Le ministre français des Affaires étrangères Philippe Douste-Blazy a rencontré jeudi à Bogota le président colombien Alvaro Uribe pour lui présenter un plan de médiation destiné à obtenir la libération d'une soixantaine d'otages, dont la Franco-Colombienne Ingrid Betancourt, détenus par les rebelles des FARC.

Lors de cette visite de 18 heures en Colombie, le chef de la diplomatie française a également rencontré la mère d'Ingrid Betancourt, Yolanda Pulacio, ainsi que d'autres familles d'otages.

M. Douste-Blazy a reçu le soutien des autorités colombiennes pour les efforts de médiation de la France, de l'Espagne et de la Suisse, qui prévoient un accord "humanitaire" avec les FARC pour la libération de ces otages en échange de la libération de rebelles détenus par les forces gouvernementales.

"Il était très important pour moi d'entendre que le président Uribe est favorable à ce projet d'accord", a déclaré le ministre français lors d'une conférence de presse à l'issue de sa rencontre avec le président colombien.

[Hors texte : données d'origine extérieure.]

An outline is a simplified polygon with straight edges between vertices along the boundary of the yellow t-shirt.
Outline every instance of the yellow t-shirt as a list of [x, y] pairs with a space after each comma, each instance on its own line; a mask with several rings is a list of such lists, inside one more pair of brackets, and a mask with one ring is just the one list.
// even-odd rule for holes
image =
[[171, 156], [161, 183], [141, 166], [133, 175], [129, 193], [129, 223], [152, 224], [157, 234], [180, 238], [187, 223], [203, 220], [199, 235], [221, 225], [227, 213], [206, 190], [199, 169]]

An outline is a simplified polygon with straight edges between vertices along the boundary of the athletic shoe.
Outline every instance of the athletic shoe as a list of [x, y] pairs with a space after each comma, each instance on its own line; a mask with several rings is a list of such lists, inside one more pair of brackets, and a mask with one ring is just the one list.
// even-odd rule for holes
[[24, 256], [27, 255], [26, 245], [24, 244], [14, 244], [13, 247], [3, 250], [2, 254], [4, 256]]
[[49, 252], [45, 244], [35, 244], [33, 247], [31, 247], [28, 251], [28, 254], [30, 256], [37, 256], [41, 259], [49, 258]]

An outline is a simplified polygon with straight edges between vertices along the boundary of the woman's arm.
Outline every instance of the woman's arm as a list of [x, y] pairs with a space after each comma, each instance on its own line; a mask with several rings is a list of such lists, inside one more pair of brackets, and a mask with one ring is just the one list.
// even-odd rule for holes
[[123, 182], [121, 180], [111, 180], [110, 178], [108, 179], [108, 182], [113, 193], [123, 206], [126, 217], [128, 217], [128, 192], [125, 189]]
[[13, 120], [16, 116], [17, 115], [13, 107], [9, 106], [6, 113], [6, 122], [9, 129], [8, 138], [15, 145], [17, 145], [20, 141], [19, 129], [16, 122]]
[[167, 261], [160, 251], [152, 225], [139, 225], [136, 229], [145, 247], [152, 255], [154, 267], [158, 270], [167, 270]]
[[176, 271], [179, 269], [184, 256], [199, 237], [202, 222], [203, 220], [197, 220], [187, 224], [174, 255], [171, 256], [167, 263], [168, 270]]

"Naturellement, nous avons une obligation spéciale envers Mme Betancourt, notre compatriote", a souligné M. Douste-Blazy, en ajoutant toutefois que la France se sentait concernée par le sort de toutes les victimes enlevées.

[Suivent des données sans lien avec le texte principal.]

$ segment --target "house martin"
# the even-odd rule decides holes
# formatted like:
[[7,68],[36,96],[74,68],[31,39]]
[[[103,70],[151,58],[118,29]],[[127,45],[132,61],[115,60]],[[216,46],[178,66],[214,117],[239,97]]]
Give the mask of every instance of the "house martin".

Mettant en avant un besoin de confidentialité, le ministre français a refusé de dire si des diplomates européens avaient ou non discuté de la proposition d'accord avec des représentants des Forces armées révolutionnaires de Colombie (FARC).

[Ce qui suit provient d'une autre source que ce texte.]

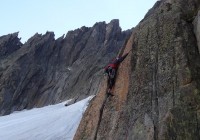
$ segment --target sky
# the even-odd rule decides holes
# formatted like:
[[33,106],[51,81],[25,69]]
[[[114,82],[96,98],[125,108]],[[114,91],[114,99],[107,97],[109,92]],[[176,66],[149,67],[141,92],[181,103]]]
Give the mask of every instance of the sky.
[[1,140],[72,140],[90,96],[70,106],[66,102],[0,117]]
[[119,19],[122,30],[135,27],[157,0],[0,0],[0,36],[19,32],[22,42],[35,33],[55,38],[96,22]]

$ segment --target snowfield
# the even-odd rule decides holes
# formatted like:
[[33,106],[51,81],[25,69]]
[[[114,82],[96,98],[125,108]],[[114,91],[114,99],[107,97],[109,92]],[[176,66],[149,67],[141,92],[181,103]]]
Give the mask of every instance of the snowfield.
[[92,98],[67,107],[63,102],[2,116],[0,140],[72,140]]

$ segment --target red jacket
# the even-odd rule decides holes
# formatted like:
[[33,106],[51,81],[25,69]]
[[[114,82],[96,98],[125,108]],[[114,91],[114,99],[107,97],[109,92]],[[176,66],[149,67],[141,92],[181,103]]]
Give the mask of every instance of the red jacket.
[[119,67],[119,64],[126,58],[127,55],[128,55],[128,53],[126,53],[122,57],[118,57],[115,60],[113,60],[110,64],[108,64],[105,67],[105,71],[107,71],[109,67],[111,67],[112,69],[117,69]]

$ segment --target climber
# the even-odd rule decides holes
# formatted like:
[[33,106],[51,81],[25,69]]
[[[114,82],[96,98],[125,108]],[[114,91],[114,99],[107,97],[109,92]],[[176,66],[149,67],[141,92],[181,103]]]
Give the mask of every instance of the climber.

"Il faut à tout prix que le dialogue puisse exister", a simplement déclaré M. Douste-Blazy. "C'est tout le projet de la France qui, associée à l'Espagne et la Suisse, propose un lieu de rencontre entre les autorités colombiennes et les FARC."

De son côté, Yolanda Pulacio, la mère d'Ingrid Betancourt, a remercié la France pour ses efforts de médiation. "La France a des valeurs très importantes pour lutter pour la libération et pour la vie des personnes qui sont en danger", a-t-elle déclaré après avoir rencontré le chef de la diplomatie française.

Parallèlement, le gouvernement colombien a apporté son soutien à l'initiative prise par certaines familles d'otages d'organiser un référendum national sur le projet d'accord humanitaire. Il s'agit d'une consultation largement symbolique, les sondages montrant que l'immense majorité des Colombiens soutiennent ce projet.